All three skip gracefully when LLM credentials are absent — the pytestmark gate matches what every other chapter in this series does.

How this shows up in the capstone
#

DevUI is a dev-time tool, not a runtime dependency of the shipped capstone. It won’t appear in docker-compose.yml or any production diagram. What the capstone will get is a scripts/devui.py helper (Phase E follow-up tracked in plans/refactor/14-devui-harness.md) that imports the six specialist agents, hands them to serve(entities=[...]), and exposes them on :8090 — giving any contributor a one-command path to poke at one agent in isolation without waking the full stack.

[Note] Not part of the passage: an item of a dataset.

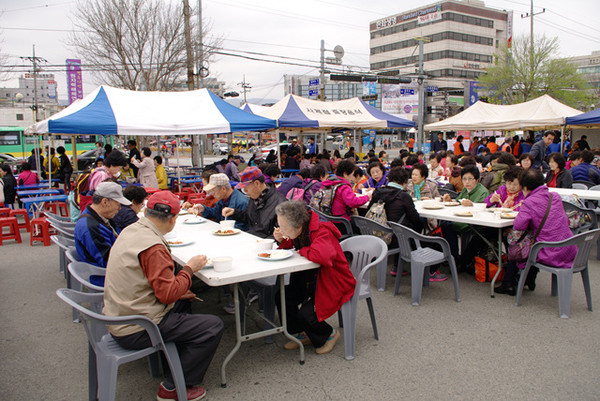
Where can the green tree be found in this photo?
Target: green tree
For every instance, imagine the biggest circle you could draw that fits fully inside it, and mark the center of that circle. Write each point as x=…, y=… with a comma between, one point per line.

For everyday development the flow is:

./scripts/dev.sh           # normal capstone stack (Aspire on :18888)
python scripts/devui.py    # side-channel — one agent at a time on :8090

Both run together. Aspire watches passive telemetry; DevUI drives one agent interactively.

The capstone DevUI harness will also register the orchestrator’s workflow objects (pre-purchase research, return-replace, concierge) as entities alongside the agents. DevUI’s workflow input form — generated from the first executor’s schema — means a reviewer can exercise the whole pre-purchase pipeline from a browser without wiring a test script. That’s the single biggest advantage DevUI offers over Aspire: you can drive the workflow, not just watch one someone else drove.

What this chapter intentionally leaves for that follow-up:

Auth in front of DevUI — --auth/--auth-token flags plus reverse-proxy sketch for exposing DevUI to non-developer reviewers during a demo.
Parallel OTLP export — wiring DevUI’s tracer provider to push spans to the capstone’s Aspire instance as well as the local panel, so the same run shows up in both UIs.
Workflow entity registration — the directory layout under entities/ that maps each capstone workflow to its own __init__.py.

What’s next
#

Two chapters left. Chapter 20c — Production hardening covers the HTTP-layer auth gaps the original series left open: secure password reset, refresh-token rotation with reuse detection, and graceful key/secret rotation. Then Chapter 21 — Putting it all together closes the series by walking the real app file-by-file. DevUI will come along as a side tool — useful when a chapter points at agents/python/product_discovery/agent.py and you want to poke at that specific agent without waking the whole compose stack. Static graphs from Ch20, interactive runs from Ch20b, full-stack telemetry from Ch07. Three lenses on the same code, each tuned for a different question.